Monday, December 20, 2010

The Ever-Quotable Lewis

I've been reading C.S. Lewis' Miracles lately in my devotional reading. As those things go, it's pretty heady stuff (for me). It's philosophical yet with his unique touch of using such things as flamingos and German generals, for example, to prove a theorem if called upon. While I don't pretend to follow his argument line by line (the book is properly considered apologetic), I manage to hang on through some rough patches and generally get the gist of things. His argument is plain and simple: one either by disposition (not by logic) rules out the supernatural (what he would refer to as being a "Naturalist") or must accept that there exists something outside of nature which from time to time interrupts or interferes with the normal course of events.

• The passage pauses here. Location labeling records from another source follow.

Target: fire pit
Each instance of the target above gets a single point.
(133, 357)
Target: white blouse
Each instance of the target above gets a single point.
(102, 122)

There is no logical middle ground on the matter.

This morning in chapter 11 entitled "Christianity and 'Religion'", I was trying to keep up with him as he demonstrated with his usual deftness the shallowness of those who consider themselves "Pantheists"; i.e., those who affirm that there is a god but he is not personal but a "force" permeating all that there is. About mid-way through the chapter my mind was becoming muddled with the deluge of words I was having to run through when suddenly I came in out of the rain and read this:

"Men are reluctant to pass over the notion of an abstract and negative deity to the living God. I do not wonder. Here lies the deepest tap-root of Pantheism and of the objection of traditional imagery. It was hated not, at bottom, because it pictured Him as man but because it pictured Him as king, or even as warrior. The Pantheist's God does nothing, demands nothing. He is there if you wish for Him, like a book on a shelf. He will not pursue you. There is no danger that at any time heaven and earth should flee away at His glance. If He were the truth, then we could really say that all the Christian images of kingship were a historical accident of which our religion ought to be cleansed. It is with a shock that we discover them to be indispensable. You have had a shock like that before, in connection with smaller matters - when the line pulls at your hand, when something breathes beside you in the darkness. So here; the shock comes at the precise moment when the thrill of life is communicated to us along the clue we have been following. It is always shocking to meet life where we thought we were alone. 'Look out!' we cry, 'it's alive.' And therefore this is the very point at which so many draw back - I would have done so myself if I could - and proceed no further with Christianity. An 'impersonal God' well and good. A subjective God of beauty, truth and goodness, inside our own heads - better still. A formless life-force surging through us, a vast power which we can tap - best of all. But God Himself, alive, pulling at the other end of the cord, perhaps approaching at an infinite speed, the hunter, king, husband - that is quite another matter. There comes a moment when the children who have been playing at burglars hush suddenly: was that a real footstep in the hall? There comes a moment when people who have been dabbling in religion ('Man's search for God'!) suddenly draw back. Supposing we really found Him? We never meant it to come to that! Worse still, supposing He had found us?"

"So it is a sort of Rubicon [an expression meaning, the point of no return]. One goes across; or not. But if one does, there is no manner of security against miracles. One may be in for anything."


Wow. His adeptness of putting the argument in proper perspective always amazes me. I can be one thing - a person who believes in a benevolent being of an indeterminate nature - or another - a Christian commited to the revelation of God as presented in the Bible - but I can't be one while pretending to hide behind the other.